Figure 3. Effects of obesity on hormone production. Adipose tissue produces the enzymes aromotase and 17ß-hydroxysteroid dehydrogenase (17ß-HSD). So in obese individuals, there is typically an increased conversion of the androgens δ4-androstenedione (δ4A) and testosterone (T) into the oestrogens oestrone (E1) and oestradiol (E2), respectively, by aromatase. 17ß-HSD converts the less biologically active hormones δ4A and E1 into the more active hormones T and E2, respectively. In parallel, obesity leads to hyperinsulinaemia, which in turn causes a reduction in the hepatic synthesis and circulating levels of sex-hormone-binding globulin (SHBG). The combined effect of increased formation of oestrone and testosterone, along with reduced levels of SHBG, leads to an increase in the bioavailable fractions of E2 and T that can diffuse to target cells, where they bind to oestrogen and androgen receptors. The effects of sex steroids binding their receptors can vary, depending on the tissue types, but in some tissues (for example, breast epithelium and endometrium) they promote cellular proliferation and inhibit apoptosis.

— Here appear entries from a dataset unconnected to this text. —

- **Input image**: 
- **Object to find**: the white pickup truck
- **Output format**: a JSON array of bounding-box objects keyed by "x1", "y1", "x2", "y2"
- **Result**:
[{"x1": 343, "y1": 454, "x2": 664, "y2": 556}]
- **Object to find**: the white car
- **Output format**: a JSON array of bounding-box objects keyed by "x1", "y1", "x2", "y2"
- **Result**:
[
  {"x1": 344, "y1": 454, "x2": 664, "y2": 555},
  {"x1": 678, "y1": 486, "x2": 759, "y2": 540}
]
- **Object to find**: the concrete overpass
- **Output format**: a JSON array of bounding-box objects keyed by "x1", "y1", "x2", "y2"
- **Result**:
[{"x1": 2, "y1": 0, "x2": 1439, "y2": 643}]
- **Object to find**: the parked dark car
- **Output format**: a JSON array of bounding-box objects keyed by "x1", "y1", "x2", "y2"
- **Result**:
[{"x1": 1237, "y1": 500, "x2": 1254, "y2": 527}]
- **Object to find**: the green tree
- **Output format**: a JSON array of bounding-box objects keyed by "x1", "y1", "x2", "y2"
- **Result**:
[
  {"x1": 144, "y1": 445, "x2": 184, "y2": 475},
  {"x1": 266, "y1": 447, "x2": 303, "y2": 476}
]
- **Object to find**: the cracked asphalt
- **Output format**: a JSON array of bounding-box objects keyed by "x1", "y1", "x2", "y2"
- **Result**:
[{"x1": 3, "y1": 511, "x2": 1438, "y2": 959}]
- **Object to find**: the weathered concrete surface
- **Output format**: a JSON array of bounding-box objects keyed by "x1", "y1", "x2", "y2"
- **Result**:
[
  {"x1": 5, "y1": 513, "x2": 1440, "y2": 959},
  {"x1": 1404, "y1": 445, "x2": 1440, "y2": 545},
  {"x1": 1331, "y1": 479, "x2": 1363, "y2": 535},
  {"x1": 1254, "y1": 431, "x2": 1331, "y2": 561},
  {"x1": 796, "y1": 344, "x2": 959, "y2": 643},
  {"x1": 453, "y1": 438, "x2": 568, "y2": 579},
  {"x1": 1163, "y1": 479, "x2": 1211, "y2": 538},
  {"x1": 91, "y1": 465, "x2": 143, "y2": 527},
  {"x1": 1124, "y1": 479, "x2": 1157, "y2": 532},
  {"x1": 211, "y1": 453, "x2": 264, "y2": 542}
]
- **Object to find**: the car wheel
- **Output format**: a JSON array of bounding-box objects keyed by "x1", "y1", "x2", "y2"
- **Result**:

Figure 4. Obesity, hormones and endometrial cancer. Obesity can increase risk of endometrial cancer through several parallel endocrine pathways. Obesity is associated with increased insulin levels, which lead to increases in insulin-like growth factor 1 (IGF1) activity and, in some individuals, an increased androgen production by the ovaries. An excessive increase in ovarian androgen production inhibits ovulation (chronic anovulation), which leads to progesterone deficiency. Increased adiposity also increases aromatase activity, leading to increased levels of bioavailable oestrogen levels in postmenopausal women. Oestrogens increase endometrial cell proliferation and inhibit apoptosis, partially by stimulating the local synthesis of IGF1 in endometrial tissue. Progesterone normally counteracts these effects through various mechanisms, in part by promoting synthesis of IGF-binding protein 1 (IGFBP1) -- the most abundant IGFBP in endometrial tissue. Among premenopausal women, the lack of progesterone, because of ovarian androgen production and continuous anovulation, leads to reduced production of IGFBP1 by the endometrium. Loss of progesterone production therefore seems to be the most important physiological risk factor for cancer in premenopausal women. After menopause (and in the absence of exogenous oestrogen production), when ovarian progesterone synthesis has ceased altogether, the more central risk factor seems to be obesity-related increases in bioavailable oestrogen levels. In addition to oestrogens and progesterone, insulin itself could also promote endometrial cancer development by reducing concentrations of sex-hormone-binding globulin (SHBG) in the blood, which would increase the levels of bioavailable oestrogens that can diffuse into endometrial tissue. Figure modified from Ref. 35.